Et, en quelques secondes, tout s’enchaîne. L’un des étrangers ne peut s’empêcher de haranguer cette irrespectueuse sommité, d’un « Papa (terme affectueux pour dire Monsieur en « langue locale »), est ce que vous pouvez faire moins de bruit ! ». Probablement blessé dans son amour-propre et peu habitué à se faire traiter de la sorte, le général ne sait que répondre, puis articule difficilement une insulte qu’il se met ensuite à répéter en boucle.
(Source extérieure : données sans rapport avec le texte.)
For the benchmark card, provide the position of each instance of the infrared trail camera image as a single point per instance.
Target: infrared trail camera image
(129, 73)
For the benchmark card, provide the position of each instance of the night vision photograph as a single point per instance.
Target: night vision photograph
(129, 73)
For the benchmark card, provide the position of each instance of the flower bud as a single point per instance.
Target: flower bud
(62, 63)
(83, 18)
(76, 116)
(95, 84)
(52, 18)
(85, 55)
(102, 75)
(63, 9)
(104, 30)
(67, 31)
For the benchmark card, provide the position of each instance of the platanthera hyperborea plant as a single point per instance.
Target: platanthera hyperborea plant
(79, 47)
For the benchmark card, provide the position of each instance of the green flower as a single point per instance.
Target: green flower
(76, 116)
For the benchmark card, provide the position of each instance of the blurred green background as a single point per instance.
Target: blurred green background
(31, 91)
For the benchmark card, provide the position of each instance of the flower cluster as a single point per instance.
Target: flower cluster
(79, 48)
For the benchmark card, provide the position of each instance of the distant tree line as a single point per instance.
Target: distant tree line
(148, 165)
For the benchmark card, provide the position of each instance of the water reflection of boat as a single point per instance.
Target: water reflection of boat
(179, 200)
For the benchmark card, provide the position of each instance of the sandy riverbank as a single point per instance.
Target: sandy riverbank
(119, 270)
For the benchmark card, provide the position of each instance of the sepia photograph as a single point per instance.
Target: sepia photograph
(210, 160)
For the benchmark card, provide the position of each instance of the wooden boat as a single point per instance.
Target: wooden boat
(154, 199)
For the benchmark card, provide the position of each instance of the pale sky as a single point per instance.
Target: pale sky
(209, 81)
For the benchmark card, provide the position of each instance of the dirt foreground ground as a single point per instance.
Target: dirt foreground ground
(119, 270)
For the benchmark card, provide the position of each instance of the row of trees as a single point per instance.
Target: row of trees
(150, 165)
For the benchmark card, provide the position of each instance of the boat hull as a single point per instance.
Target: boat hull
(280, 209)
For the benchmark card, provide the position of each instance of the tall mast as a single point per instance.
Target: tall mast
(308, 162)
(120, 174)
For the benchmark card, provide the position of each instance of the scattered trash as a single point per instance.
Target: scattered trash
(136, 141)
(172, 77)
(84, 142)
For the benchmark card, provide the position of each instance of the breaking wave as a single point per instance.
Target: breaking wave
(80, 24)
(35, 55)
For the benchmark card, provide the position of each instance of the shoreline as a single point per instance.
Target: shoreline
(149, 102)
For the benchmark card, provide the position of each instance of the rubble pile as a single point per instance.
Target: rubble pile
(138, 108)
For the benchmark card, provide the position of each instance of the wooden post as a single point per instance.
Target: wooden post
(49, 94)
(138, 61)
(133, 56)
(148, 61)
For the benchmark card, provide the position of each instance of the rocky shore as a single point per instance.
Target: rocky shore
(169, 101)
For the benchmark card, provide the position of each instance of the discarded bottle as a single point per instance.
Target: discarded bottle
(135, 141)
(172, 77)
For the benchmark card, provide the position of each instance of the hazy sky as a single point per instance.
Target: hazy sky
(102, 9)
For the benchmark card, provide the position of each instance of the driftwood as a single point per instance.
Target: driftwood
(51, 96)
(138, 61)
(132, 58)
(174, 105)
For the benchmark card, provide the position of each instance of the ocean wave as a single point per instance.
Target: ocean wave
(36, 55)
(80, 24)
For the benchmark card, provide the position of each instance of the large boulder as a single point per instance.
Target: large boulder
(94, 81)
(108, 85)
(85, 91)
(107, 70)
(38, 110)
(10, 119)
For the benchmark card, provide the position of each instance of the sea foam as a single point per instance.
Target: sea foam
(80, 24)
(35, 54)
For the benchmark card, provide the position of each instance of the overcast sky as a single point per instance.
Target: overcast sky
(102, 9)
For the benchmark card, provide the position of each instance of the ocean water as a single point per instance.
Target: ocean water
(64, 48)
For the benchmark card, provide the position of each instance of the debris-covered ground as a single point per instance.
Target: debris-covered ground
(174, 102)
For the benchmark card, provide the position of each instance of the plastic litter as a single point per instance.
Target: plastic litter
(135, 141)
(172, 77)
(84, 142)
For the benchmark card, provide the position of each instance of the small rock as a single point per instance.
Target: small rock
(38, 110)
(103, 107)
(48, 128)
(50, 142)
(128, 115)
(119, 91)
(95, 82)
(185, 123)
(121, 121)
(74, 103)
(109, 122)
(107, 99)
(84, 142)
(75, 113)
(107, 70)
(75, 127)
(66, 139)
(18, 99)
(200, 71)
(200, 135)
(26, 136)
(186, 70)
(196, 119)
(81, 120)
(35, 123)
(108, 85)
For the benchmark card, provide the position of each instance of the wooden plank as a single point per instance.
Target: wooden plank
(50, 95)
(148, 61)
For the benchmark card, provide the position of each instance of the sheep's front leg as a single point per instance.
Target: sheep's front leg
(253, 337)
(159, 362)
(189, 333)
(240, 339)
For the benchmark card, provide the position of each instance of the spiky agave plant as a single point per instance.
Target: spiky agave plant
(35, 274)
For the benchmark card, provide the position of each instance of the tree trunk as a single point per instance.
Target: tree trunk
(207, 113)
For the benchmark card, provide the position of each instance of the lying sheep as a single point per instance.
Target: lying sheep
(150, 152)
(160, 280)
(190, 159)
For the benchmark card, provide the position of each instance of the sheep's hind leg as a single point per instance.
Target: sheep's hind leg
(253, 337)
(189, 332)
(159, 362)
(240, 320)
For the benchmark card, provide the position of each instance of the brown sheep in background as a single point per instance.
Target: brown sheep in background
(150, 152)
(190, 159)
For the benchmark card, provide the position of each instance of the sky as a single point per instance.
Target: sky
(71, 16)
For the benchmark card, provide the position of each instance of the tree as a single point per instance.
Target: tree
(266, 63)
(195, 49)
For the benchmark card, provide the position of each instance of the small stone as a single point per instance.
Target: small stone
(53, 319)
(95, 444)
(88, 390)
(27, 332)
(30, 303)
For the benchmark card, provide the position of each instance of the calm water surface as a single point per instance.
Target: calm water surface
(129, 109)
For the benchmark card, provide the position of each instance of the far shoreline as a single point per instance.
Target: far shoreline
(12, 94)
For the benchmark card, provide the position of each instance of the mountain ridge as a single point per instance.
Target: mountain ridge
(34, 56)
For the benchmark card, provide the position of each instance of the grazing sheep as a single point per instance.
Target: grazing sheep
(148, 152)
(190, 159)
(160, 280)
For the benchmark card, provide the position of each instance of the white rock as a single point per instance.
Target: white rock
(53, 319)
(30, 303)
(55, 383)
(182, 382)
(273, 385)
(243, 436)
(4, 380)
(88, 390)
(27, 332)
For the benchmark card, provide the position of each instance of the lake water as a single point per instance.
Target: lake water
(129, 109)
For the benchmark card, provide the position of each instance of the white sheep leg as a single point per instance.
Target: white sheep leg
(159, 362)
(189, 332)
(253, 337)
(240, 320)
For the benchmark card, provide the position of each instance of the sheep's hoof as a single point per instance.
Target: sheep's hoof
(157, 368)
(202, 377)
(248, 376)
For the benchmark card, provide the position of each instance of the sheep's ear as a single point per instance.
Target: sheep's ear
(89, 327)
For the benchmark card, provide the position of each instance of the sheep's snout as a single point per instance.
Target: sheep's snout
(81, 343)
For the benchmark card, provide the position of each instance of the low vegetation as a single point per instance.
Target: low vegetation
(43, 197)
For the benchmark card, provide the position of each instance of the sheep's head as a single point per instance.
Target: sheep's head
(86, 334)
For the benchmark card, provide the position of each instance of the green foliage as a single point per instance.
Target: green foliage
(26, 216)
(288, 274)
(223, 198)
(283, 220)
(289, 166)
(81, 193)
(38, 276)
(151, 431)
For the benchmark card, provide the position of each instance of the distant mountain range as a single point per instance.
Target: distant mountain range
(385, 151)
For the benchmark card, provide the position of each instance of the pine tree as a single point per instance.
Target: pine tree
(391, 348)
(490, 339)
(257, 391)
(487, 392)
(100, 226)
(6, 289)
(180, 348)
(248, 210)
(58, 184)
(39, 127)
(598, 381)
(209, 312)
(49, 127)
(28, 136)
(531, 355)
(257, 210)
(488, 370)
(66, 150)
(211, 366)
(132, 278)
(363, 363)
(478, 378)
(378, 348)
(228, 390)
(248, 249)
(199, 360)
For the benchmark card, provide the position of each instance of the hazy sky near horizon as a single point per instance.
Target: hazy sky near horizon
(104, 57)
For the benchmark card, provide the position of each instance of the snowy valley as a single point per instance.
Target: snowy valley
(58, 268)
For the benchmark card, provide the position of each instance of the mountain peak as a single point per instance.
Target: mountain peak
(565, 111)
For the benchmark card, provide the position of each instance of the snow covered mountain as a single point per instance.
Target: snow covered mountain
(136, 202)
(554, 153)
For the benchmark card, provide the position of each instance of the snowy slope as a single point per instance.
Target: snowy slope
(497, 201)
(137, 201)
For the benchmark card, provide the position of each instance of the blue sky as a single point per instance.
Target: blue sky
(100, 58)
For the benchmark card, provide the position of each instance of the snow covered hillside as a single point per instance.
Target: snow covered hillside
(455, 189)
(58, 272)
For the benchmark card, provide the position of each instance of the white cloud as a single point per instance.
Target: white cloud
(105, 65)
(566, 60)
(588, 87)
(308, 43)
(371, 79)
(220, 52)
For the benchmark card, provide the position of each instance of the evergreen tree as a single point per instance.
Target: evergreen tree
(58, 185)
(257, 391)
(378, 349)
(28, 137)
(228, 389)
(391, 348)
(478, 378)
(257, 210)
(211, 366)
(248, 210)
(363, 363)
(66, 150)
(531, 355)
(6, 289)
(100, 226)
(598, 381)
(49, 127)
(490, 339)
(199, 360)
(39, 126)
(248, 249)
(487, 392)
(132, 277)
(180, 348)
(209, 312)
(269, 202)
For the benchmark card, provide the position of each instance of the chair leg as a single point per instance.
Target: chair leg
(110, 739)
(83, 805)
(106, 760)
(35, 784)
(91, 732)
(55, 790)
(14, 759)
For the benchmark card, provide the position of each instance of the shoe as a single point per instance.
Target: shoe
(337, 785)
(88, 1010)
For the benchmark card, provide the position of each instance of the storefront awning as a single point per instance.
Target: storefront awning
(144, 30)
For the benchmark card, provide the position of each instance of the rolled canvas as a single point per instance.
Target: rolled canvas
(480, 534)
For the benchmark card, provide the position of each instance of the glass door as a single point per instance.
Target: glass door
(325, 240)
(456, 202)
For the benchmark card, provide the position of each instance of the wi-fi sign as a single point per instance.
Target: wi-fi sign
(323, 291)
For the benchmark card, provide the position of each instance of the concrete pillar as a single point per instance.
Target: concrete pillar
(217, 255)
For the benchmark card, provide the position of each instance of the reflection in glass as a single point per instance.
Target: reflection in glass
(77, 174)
L’étranger, alors quelque peu échaudé, lui répond vertement de la même manière, tout en se levant et se dirigeant vers la table de notre gradé, bombant le torse, probablement prêt, semblant prêt, s’il le faut, à utiliser ses mains, afin de ramener un peu de tranquillité autour de ce dîner.

 

L’officier bloqué derrière sa table, et probablement peu sûr de la stabilité de ses membres inférieurs, ne trouve autre défense que de jeter à la figure de notre insolent chevalier un peu de ce précieux liquide qui l’alimente depuis de trop longues heures. Il faut alors croire que la fierté s’amplifie avec l’humidité, car l’étranger est alors rapidement à une portée de bras de celui qui se doit de protéger dignement sa nation.

 

Mais, en quelques secondes, une nuée de serveurs, accompagnés des propriétaires du restaurant, s’interposent devant l’homme qui respire désormais les vignes champenoises. Ils pressent celui prêt à en découdre de ne rien faire. Cette ivre personnalité est au-dessus de toutes les lois, s’il y en a, et toucher à l’intégrité physique de ce dignitaire donnerait une occasion en or à ce militaire pour créer une loi instantanée qui enverrait tout contestataire en des lieux clos. Car quoi qu’il en soit, quelques soient les faits, il aura raison.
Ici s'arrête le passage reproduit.